Mientras tanto, manejamos las bombas con más ardor que nunca, y empleamos en ello nuestras últimas fuerzas. Nuestros brazos están rotos, nuestros dedos sangran, pero, pese a todos los esfuerzos, el agua puede con nosotros. Robert Kurtis manda entonces establecer una cadena de hombres en la entrada de la gran escotilla, y los cubos pasan rápidamente de mano en mano.
¡Todo es inútil! A las ocho y media de la mañana se comprueba un nuevo aumento de agua en la bodega. La desesperación hace presa en algunos marineros. Robert Kurtis les ordena continuar trabajando. Se niegan.
De entre estos hombres, uno de ellos es un espíritu inclinado a la revuelta, un cabecilla, del que ya he hablado, el marinero Owen.
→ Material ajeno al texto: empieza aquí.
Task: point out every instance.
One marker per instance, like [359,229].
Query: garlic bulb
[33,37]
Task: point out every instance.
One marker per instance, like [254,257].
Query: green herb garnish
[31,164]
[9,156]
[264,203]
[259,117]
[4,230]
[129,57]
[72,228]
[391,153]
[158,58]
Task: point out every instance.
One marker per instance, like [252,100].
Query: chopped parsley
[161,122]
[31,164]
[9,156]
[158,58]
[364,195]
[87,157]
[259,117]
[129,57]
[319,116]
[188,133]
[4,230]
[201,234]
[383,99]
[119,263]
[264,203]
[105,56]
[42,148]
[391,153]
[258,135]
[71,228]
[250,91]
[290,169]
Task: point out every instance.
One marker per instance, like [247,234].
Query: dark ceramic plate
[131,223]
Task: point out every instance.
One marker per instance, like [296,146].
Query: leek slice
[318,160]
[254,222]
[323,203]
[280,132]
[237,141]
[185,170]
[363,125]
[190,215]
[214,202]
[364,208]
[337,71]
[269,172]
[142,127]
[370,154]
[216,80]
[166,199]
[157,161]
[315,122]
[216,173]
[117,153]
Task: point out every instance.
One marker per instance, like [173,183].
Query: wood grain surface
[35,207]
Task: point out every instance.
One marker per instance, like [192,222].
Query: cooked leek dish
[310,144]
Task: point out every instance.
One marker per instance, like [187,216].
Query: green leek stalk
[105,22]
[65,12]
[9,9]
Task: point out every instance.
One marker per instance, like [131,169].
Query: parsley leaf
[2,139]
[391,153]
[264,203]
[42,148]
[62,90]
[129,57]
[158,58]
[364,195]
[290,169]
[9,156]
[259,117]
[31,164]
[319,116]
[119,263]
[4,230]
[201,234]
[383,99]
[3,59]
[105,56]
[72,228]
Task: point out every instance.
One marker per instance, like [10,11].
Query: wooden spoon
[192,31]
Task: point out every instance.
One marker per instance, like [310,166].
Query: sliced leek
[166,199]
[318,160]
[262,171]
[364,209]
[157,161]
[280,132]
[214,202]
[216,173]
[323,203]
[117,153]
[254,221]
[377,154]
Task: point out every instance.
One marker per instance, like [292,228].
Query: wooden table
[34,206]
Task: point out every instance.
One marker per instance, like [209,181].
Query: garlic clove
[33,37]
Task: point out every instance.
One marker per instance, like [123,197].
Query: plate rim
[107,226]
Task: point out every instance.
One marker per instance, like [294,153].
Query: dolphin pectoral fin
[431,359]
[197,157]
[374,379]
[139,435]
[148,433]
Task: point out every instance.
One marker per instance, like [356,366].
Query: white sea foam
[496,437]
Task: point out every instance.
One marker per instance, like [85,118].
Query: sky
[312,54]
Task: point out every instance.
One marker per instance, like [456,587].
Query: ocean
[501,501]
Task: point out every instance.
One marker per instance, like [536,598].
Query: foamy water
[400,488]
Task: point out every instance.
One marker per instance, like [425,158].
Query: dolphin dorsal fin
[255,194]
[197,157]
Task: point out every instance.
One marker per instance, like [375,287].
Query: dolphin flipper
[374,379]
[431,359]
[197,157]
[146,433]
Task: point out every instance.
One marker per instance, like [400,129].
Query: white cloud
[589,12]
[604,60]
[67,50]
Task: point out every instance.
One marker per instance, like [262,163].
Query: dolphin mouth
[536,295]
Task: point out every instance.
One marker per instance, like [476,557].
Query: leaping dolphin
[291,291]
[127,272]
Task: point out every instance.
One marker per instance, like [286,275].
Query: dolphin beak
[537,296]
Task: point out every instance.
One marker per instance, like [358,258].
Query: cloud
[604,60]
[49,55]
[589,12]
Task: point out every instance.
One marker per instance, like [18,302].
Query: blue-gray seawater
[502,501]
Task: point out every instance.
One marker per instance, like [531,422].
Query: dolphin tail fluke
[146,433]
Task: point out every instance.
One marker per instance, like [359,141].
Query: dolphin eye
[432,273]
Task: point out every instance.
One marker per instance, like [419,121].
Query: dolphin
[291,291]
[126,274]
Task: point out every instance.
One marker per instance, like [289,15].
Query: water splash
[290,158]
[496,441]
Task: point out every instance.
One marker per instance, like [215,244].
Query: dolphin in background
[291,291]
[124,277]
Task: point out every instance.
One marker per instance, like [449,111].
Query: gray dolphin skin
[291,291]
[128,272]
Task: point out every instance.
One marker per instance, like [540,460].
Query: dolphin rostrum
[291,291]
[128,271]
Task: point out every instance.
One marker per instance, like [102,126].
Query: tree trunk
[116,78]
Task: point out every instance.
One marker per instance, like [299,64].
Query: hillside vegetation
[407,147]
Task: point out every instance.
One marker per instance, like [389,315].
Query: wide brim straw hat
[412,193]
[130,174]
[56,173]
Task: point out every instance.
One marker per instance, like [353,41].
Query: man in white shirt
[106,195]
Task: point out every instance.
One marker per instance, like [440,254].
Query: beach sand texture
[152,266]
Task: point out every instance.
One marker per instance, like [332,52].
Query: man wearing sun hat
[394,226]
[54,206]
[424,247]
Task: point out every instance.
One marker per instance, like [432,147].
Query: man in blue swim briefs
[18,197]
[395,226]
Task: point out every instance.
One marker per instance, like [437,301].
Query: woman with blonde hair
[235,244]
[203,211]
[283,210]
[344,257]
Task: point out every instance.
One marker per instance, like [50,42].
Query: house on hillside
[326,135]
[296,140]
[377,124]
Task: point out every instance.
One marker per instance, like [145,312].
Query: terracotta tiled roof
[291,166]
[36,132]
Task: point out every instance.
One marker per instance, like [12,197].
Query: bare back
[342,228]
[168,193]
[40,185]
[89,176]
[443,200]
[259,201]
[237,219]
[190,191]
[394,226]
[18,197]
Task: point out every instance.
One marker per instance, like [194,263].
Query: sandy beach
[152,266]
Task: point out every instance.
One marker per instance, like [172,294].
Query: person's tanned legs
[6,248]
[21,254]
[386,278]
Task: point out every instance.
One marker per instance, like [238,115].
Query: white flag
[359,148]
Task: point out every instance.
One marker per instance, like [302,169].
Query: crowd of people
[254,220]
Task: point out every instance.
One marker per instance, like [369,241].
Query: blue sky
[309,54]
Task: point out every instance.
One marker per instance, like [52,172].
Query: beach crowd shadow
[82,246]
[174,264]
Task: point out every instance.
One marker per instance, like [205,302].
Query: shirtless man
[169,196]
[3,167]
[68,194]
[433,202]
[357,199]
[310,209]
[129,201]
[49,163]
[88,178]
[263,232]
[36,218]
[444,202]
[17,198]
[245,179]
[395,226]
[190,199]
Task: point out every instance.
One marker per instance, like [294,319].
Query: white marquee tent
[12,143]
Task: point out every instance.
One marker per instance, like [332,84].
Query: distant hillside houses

Tiene unos cuarenta años de edad. Su rostro se termina en punta con una barba rojiza casi nula o rasa sobre los carrillos, sus labios se repliegan hacia adentro, y sus ojos leonados están marcados por un punto rojo en la confluencia de las pupilas. Tiene la nariz recta, las orejas muy separadas, la frente profundamente barrida por arrugas.
Es el primero en abandonar su puesto.
Cinco o seis de sus camaradas lo imitan, y entre ellos puedo ver al maestro cocinero, Jynxtrop, un mal hombre, también.
A las órdenes de Robert Kurtis, que les recomienda volver a las bombas, Owen responde con un no formal.
El capitán reitera sus órdenes.
Owen reitera su negativa.
Robert Kurtis se aproxima al marinero amotinado.
—¡Le aconsejo que no me toque! —dice fríamente Owen, subiendo al castillo de proa.
Robert Kurtis se dirige entonces a la toldilla, entra en su camarote, y sale con un revólver amartillado.
Owen mira un instante a Robert Kurtis, pero Jynxtrop le hace una seña y todos vuelven a su trabajo.